If you want to be rich when you’re old, there’s no better way than to start saving when you’re young. Unfortunately, that’s also when you’re likely to think that you can least afford to save. But consider what happens if you start socking away $200 a month in a retirement account from the moment you land your first full-time job at age 22. Within ten years, you’ll have amassed a nest egg of more than $37,000; in 20 years, you’ll have more than $122,000. Keep it up and you’ll have a tidy $1.2 million when you retire at age 67. (The numbers assume you earn an average of 8% annually on your investments, a reasonable assumption for a long-term return on a diversified portfolio of stocks and bonds.)

What happens if you don’t start saving until you start earning more, perhaps at age 32? Assuming you save the same amount and get the same return, you’ll have just $494,000 at age 67. In other words, waiting one decade cost you about $700,000.

Naturally, the prospect of saving that much can be daunting, particularly if you’re in a relatively low-paying job. But it’s a lot easier if you participate in your employer’s 401(k) plan. These workplace retirement programs, offered by the vast majority of large companies, allow you to set aside money before taxes are computed. The IRS acts as if you didn’t earn the contributed money, so you pay less income tax.

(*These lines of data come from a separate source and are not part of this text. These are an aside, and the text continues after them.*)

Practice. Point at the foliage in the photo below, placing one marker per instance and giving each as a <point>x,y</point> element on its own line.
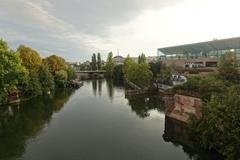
<point>127,63</point>
<point>220,127</point>
<point>30,58</point>
<point>142,59</point>
<point>46,79</point>
<point>33,86</point>
<point>94,62</point>
<point>61,78</point>
<point>109,66</point>
<point>99,61</point>
<point>55,63</point>
<point>155,68</point>
<point>86,66</point>
<point>139,74</point>
<point>71,73</point>
<point>12,73</point>
<point>228,68</point>
<point>204,86</point>
<point>118,72</point>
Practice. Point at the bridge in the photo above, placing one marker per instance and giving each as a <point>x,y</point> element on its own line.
<point>91,71</point>
<point>98,74</point>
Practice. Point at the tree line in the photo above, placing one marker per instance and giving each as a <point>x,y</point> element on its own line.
<point>219,128</point>
<point>26,72</point>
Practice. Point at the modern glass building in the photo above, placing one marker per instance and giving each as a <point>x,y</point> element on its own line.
<point>214,48</point>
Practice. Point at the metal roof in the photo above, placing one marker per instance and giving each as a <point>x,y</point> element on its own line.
<point>223,44</point>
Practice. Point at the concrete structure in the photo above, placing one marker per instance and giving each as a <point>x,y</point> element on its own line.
<point>180,107</point>
<point>199,55</point>
<point>118,60</point>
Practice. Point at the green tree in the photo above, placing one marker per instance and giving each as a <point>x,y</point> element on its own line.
<point>139,74</point>
<point>12,73</point>
<point>55,64</point>
<point>46,79</point>
<point>99,61</point>
<point>71,73</point>
<point>228,67</point>
<point>109,66</point>
<point>30,58</point>
<point>33,86</point>
<point>118,72</point>
<point>142,59</point>
<point>94,62</point>
<point>61,78</point>
<point>127,63</point>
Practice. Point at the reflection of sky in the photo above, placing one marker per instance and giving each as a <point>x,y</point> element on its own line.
<point>155,114</point>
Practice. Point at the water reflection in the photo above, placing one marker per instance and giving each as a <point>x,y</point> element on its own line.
<point>178,134</point>
<point>110,89</point>
<point>100,81</point>
<point>27,120</point>
<point>141,105</point>
<point>94,87</point>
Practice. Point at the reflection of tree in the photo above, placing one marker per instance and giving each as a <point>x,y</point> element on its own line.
<point>100,87</point>
<point>94,86</point>
<point>18,124</point>
<point>110,88</point>
<point>178,134</point>
<point>143,104</point>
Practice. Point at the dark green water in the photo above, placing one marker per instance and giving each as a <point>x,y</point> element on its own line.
<point>95,122</point>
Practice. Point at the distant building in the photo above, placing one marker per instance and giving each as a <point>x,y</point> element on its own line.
<point>75,65</point>
<point>118,60</point>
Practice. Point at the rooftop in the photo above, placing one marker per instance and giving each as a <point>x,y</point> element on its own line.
<point>203,47</point>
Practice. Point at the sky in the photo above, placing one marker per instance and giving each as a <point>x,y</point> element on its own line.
<point>74,29</point>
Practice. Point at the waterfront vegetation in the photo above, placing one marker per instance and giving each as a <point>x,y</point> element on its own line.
<point>219,128</point>
<point>24,73</point>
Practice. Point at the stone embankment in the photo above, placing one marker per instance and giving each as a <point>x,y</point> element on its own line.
<point>181,107</point>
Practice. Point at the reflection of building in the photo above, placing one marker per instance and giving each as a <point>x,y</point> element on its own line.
<point>120,60</point>
<point>197,55</point>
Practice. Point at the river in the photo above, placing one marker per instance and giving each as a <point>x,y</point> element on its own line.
<point>95,122</point>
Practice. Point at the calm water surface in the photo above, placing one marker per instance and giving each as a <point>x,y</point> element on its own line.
<point>96,122</point>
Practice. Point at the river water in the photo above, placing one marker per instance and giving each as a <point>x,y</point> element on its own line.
<point>95,122</point>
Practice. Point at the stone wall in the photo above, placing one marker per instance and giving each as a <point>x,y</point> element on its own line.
<point>180,107</point>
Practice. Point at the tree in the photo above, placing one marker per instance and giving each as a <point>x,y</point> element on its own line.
<point>12,73</point>
<point>33,86</point>
<point>55,64</point>
<point>99,61</point>
<point>142,59</point>
<point>118,72</point>
<point>127,63</point>
<point>109,66</point>
<point>61,78</point>
<point>139,74</point>
<point>46,79</point>
<point>94,62</point>
<point>71,73</point>
<point>228,67</point>
<point>155,68</point>
<point>30,58</point>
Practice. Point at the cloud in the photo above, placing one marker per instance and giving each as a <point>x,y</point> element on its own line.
<point>74,29</point>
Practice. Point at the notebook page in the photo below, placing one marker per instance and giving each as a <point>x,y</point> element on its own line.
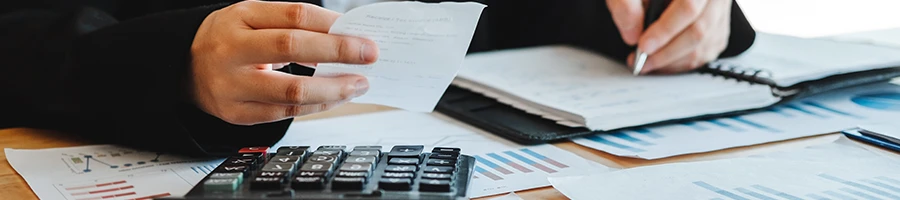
<point>578,85</point>
<point>790,60</point>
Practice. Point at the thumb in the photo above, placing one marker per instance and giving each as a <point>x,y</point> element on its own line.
<point>629,18</point>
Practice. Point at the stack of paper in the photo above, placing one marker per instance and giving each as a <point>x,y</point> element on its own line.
<point>836,171</point>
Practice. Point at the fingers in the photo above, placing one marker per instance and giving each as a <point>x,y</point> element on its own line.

The bottom line: If you’re paying 25% of your income in state and federal taxes, a $150 contribution to your 401(k) will reduce your paycheck by just $112.50. Better yet, most employers match worker contributions, typically at a rate of 50 cents on the dollar. That means your $150 contribution gets boosted to $225, thanks to the $75 “match.”

Now, with an out-of-pocket cost of just $112.50 -- less than $30 a week -- you’ve exceeded the goal of saving $200 a month. Do no more and you should have $1.3 million at retirement. If, however, you boost your savings rate as your salary increases, either you could be very rich at retirement or you could stop saving when your budget gets really tight later in life, such as when you’re putting the kids through college.